Meanwhile, Brett Gardner's been placed on the 15-day DL after breaking his thumb Saturday. The Yankees will reassess Gardner's situation when his cast comes off in two weeks. They've recalled up Jonathan Albaladejo to reinforce the bullpen, but they are expected to eventually call up another outfielder.

Joe Girardi has wisely ruled out calling up prospect Austin Jackson, not wanting to disrupt the kid's development. Ramiro Pena , who has been learning to play the outfield but has not had enough experience out there yet, is a possibility to replace Gardner, as is Shelley Duncan and John Rodriguez.

Runners In Scoring Position
Sunday
4-for-14 (.286)
Season
241-for-911 (.265)
First Half
217-for-819 (.265)
Second Half
24-for-92 (.261)
Since A-Rod's Return May 8
175-for-639 (.274)
Vs. Red Sox
11-for-82 (.134)

Up Next
Monday at Rays, 7:08 p.m., YES
A.J. Burnett (9-4, 3.74 ERA) vs. James Shield (5-5, 3.70)

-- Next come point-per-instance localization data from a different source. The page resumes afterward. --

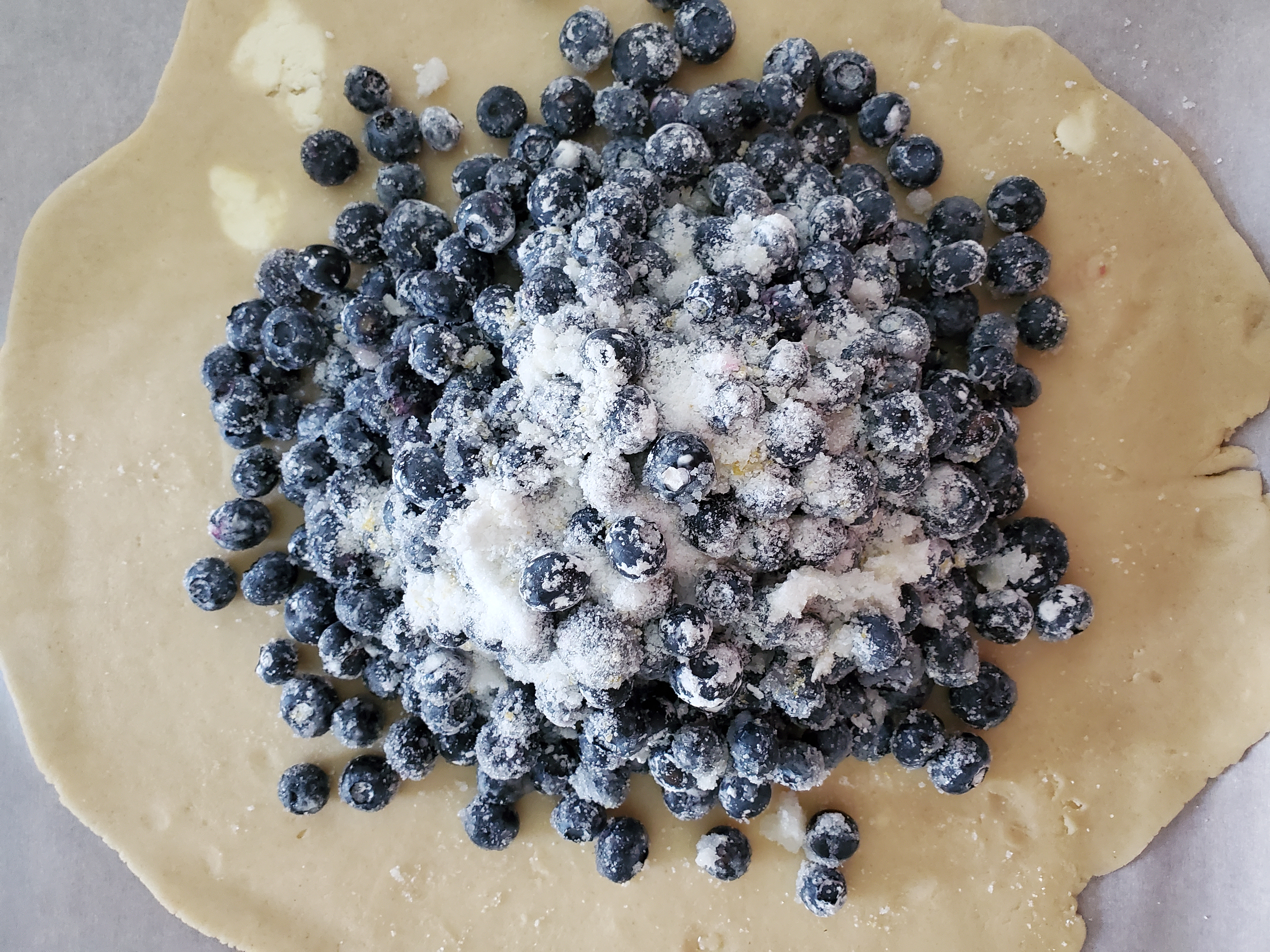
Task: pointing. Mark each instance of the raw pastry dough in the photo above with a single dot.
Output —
(148, 718)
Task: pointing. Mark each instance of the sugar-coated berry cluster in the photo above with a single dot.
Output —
(686, 457)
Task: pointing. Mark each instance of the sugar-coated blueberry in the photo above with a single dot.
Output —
(211, 584)
(304, 789)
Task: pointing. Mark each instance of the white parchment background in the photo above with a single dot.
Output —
(78, 75)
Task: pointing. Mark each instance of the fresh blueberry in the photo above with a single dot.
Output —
(241, 524)
(846, 82)
(1062, 612)
(915, 162)
(329, 158)
(961, 766)
(366, 89)
(369, 784)
(304, 789)
(832, 838)
(211, 583)
(501, 112)
(822, 889)
(1016, 204)
(441, 129)
(358, 231)
(306, 705)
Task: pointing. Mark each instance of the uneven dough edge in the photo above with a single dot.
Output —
(1211, 371)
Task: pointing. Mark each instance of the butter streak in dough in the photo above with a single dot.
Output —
(148, 718)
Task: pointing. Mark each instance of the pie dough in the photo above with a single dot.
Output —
(148, 718)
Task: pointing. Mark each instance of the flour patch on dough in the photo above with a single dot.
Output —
(249, 216)
(285, 56)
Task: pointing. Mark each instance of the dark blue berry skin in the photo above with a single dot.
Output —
(270, 579)
(915, 162)
(961, 766)
(398, 182)
(469, 176)
(534, 144)
(211, 584)
(1016, 204)
(797, 59)
(586, 40)
(411, 234)
(277, 663)
(393, 135)
(621, 111)
(358, 231)
(501, 112)
(487, 221)
(1042, 323)
(704, 30)
(988, 701)
(293, 339)
(409, 749)
(832, 838)
(821, 889)
(241, 525)
(358, 723)
(568, 106)
(846, 82)
(646, 58)
(304, 789)
(329, 158)
(306, 705)
(1018, 264)
(558, 197)
(578, 820)
(369, 784)
(743, 799)
(489, 824)
(366, 89)
(621, 850)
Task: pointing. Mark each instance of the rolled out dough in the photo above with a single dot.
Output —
(148, 718)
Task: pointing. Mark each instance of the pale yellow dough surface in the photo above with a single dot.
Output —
(148, 718)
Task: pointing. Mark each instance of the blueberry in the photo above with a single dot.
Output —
(1062, 612)
(883, 118)
(329, 158)
(961, 766)
(306, 705)
(501, 112)
(487, 221)
(211, 583)
(678, 153)
(845, 82)
(409, 749)
(957, 267)
(1018, 264)
(358, 231)
(366, 89)
(1016, 204)
(918, 739)
(411, 234)
(558, 197)
(832, 838)
(441, 129)
(369, 784)
(469, 176)
(241, 524)
(586, 40)
(822, 889)
(680, 468)
(304, 789)
(1042, 323)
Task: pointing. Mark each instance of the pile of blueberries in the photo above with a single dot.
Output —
(331, 393)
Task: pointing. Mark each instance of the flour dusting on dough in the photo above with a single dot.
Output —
(285, 58)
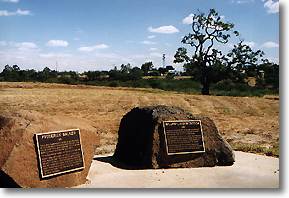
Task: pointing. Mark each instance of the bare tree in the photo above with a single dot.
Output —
(207, 30)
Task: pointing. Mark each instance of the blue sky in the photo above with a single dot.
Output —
(100, 34)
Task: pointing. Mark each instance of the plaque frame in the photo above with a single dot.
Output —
(181, 153)
(39, 154)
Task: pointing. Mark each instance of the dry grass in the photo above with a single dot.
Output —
(244, 121)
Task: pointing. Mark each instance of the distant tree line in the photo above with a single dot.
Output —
(266, 74)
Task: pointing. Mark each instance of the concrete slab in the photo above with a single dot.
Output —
(249, 171)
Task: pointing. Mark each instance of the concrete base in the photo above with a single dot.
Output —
(249, 171)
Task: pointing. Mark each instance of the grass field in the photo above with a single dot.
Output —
(249, 124)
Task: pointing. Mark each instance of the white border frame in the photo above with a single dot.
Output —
(179, 153)
(58, 173)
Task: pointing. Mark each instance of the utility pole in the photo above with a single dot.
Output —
(164, 60)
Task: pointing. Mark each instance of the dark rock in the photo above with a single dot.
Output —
(141, 141)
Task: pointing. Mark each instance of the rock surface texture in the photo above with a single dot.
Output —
(141, 141)
(18, 158)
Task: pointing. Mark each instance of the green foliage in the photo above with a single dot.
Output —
(146, 67)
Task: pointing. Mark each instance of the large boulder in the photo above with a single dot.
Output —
(18, 158)
(141, 141)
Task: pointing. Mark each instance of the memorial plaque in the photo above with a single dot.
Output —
(184, 136)
(59, 152)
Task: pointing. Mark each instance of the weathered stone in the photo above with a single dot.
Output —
(141, 141)
(18, 158)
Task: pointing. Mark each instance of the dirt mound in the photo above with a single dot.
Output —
(141, 140)
(18, 157)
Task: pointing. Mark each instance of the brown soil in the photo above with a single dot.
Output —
(245, 122)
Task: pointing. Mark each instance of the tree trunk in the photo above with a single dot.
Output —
(205, 81)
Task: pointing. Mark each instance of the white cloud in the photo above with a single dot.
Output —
(93, 48)
(3, 43)
(19, 45)
(250, 43)
(153, 49)
(10, 1)
(169, 29)
(189, 19)
(18, 12)
(148, 42)
(57, 43)
(243, 1)
(271, 6)
(270, 44)
(55, 55)
(151, 36)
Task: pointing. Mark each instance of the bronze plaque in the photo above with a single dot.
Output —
(184, 136)
(59, 152)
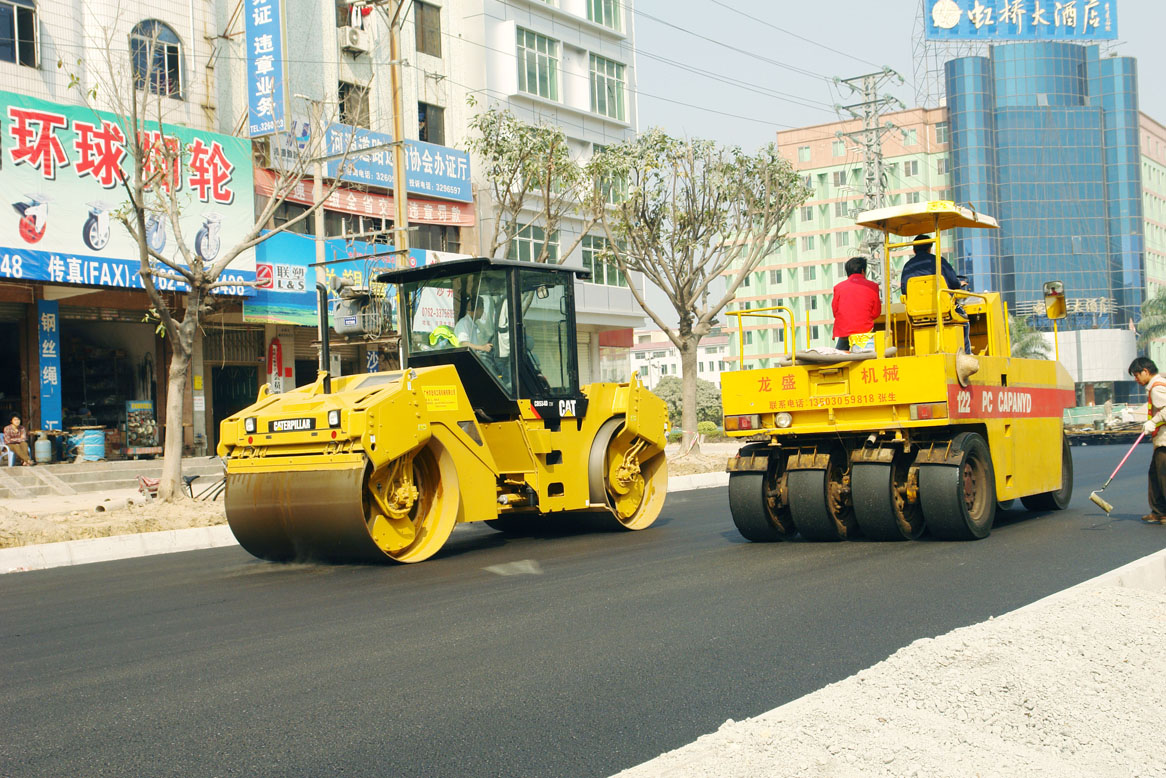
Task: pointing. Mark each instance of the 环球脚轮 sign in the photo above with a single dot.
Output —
(63, 168)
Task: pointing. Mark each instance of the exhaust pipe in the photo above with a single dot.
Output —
(325, 361)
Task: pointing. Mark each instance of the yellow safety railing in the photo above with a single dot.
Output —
(786, 316)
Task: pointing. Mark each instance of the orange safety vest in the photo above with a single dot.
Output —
(1157, 380)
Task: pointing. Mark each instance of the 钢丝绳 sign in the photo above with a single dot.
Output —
(48, 340)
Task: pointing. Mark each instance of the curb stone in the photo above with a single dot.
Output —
(42, 556)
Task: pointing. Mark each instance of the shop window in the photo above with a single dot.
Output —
(430, 124)
(604, 271)
(527, 244)
(427, 22)
(538, 64)
(286, 211)
(436, 237)
(155, 54)
(18, 32)
(608, 86)
(606, 13)
(353, 105)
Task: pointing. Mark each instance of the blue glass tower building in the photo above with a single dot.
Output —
(1045, 138)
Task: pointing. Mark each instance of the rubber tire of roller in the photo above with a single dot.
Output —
(1059, 499)
(872, 492)
(808, 506)
(941, 493)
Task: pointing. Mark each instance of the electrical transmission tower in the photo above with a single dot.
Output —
(870, 111)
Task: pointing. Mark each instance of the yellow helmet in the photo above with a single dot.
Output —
(443, 333)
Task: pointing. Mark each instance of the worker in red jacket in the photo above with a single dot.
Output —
(856, 306)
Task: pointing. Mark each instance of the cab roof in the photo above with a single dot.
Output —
(473, 265)
(918, 218)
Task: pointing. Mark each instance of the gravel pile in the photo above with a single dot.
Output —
(1074, 686)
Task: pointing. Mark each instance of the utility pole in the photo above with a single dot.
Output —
(870, 110)
(395, 12)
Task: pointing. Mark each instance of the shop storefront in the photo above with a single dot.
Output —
(83, 351)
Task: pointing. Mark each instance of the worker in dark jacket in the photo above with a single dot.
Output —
(856, 303)
(924, 264)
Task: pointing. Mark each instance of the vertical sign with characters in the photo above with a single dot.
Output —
(48, 338)
(266, 78)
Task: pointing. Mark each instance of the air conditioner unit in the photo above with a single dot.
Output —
(353, 39)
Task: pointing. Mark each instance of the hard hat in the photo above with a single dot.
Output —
(443, 333)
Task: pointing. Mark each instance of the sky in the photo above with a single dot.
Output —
(775, 70)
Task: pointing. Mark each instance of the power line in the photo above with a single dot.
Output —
(800, 37)
(736, 49)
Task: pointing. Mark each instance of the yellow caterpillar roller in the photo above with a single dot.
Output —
(486, 421)
(914, 434)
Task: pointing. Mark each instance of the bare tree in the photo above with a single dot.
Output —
(534, 182)
(138, 95)
(692, 212)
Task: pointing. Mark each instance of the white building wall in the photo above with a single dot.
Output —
(1096, 355)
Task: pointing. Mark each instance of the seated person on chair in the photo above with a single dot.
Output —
(856, 306)
(15, 437)
(469, 331)
(924, 264)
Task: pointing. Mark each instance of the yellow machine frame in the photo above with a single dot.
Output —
(857, 442)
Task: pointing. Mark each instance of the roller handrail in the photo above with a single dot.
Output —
(765, 313)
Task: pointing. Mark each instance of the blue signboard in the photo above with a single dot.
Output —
(266, 82)
(1020, 20)
(285, 266)
(48, 338)
(432, 169)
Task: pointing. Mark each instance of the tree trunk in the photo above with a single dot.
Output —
(170, 485)
(689, 441)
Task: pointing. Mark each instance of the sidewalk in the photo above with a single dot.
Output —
(171, 527)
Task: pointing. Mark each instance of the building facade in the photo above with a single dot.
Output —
(822, 233)
(653, 357)
(571, 63)
(1045, 135)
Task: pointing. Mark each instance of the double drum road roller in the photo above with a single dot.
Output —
(915, 434)
(485, 421)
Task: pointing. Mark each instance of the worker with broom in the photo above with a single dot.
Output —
(1145, 372)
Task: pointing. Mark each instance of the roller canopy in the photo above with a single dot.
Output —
(919, 218)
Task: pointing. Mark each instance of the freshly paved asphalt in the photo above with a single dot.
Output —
(583, 653)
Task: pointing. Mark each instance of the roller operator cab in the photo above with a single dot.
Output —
(914, 434)
(486, 422)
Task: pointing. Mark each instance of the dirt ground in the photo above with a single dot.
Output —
(125, 511)
(98, 514)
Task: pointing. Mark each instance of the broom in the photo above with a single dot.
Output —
(1095, 496)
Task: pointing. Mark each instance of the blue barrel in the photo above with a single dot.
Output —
(92, 444)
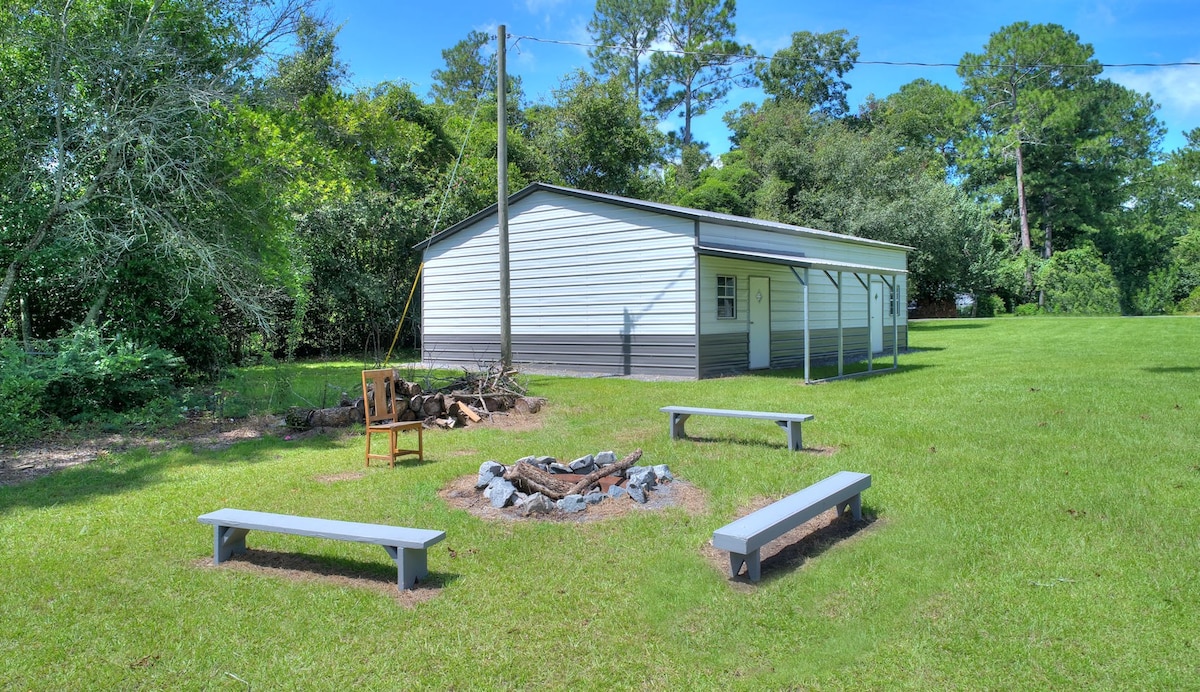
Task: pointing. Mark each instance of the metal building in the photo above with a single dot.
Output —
(617, 286)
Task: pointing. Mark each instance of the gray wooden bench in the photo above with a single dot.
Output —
(405, 546)
(745, 536)
(790, 422)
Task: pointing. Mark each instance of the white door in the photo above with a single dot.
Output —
(877, 292)
(760, 322)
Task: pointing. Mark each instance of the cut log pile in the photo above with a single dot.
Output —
(472, 398)
(543, 485)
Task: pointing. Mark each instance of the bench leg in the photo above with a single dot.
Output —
(677, 426)
(793, 434)
(855, 505)
(227, 541)
(754, 567)
(412, 564)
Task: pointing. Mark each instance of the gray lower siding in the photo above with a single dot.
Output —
(730, 353)
(618, 355)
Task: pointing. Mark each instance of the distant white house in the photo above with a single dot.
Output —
(616, 286)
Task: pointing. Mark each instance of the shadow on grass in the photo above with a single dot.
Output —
(857, 368)
(791, 551)
(941, 325)
(125, 471)
(745, 443)
(341, 571)
(1170, 369)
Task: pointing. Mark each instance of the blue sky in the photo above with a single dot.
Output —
(401, 40)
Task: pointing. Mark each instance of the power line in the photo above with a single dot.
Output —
(742, 56)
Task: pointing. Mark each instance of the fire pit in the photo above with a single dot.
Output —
(544, 485)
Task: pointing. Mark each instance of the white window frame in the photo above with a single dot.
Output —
(726, 295)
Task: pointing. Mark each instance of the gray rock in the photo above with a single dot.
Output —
(573, 504)
(583, 464)
(489, 470)
(641, 477)
(538, 504)
(499, 492)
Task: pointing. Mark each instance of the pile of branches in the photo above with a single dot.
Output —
(493, 389)
(463, 401)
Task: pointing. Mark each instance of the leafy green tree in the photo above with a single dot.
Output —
(811, 70)
(924, 115)
(469, 77)
(1023, 85)
(808, 169)
(313, 68)
(119, 118)
(1078, 282)
(595, 137)
(624, 31)
(697, 71)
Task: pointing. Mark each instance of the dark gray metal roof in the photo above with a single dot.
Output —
(667, 209)
(795, 260)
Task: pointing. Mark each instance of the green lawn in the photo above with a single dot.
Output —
(1036, 525)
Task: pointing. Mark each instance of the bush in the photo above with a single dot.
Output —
(1078, 282)
(22, 391)
(95, 375)
(990, 305)
(1191, 305)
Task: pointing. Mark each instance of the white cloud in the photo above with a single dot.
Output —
(1175, 88)
(539, 6)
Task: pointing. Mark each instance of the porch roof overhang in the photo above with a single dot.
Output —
(795, 260)
(827, 266)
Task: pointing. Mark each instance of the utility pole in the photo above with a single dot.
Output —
(502, 199)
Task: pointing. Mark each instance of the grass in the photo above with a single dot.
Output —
(1035, 492)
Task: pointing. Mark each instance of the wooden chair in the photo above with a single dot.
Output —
(382, 408)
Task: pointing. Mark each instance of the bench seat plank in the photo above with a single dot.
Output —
(790, 422)
(744, 537)
(406, 547)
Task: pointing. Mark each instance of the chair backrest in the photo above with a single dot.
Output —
(379, 401)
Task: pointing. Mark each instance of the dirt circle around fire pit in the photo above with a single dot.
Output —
(462, 494)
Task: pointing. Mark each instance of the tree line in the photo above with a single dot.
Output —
(198, 175)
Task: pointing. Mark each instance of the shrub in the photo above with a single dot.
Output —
(1191, 305)
(95, 375)
(990, 305)
(1078, 282)
(22, 391)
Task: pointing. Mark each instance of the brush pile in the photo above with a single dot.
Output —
(467, 399)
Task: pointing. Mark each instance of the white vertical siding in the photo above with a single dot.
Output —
(577, 266)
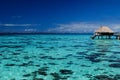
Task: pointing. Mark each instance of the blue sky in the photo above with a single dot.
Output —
(58, 15)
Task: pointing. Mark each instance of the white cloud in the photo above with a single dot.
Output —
(75, 27)
(19, 24)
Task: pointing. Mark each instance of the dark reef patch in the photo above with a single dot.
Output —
(115, 65)
(65, 71)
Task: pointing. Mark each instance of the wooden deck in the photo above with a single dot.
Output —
(106, 36)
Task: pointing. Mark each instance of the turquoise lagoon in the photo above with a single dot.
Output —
(58, 57)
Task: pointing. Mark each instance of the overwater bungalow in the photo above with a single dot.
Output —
(102, 32)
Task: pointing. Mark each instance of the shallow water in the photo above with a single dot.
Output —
(58, 57)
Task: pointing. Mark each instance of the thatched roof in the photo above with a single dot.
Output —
(104, 29)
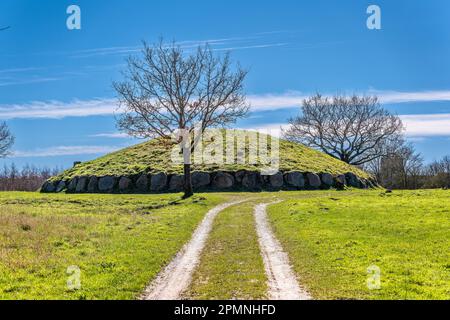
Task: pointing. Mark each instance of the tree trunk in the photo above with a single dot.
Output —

This is the start a big trip for the Yankees and with Burnett, CC Sabathia and Joba Chamberlain lined up to go in Tampa, they have a chance to deal a death-blow to the Rays, who have had some struggles of late. The Yankees, though need Burnett to go deep into this one. Hughes likely won't be available, meaning Bruney, Coke or Alfredo Aceves will have to handle the eighth.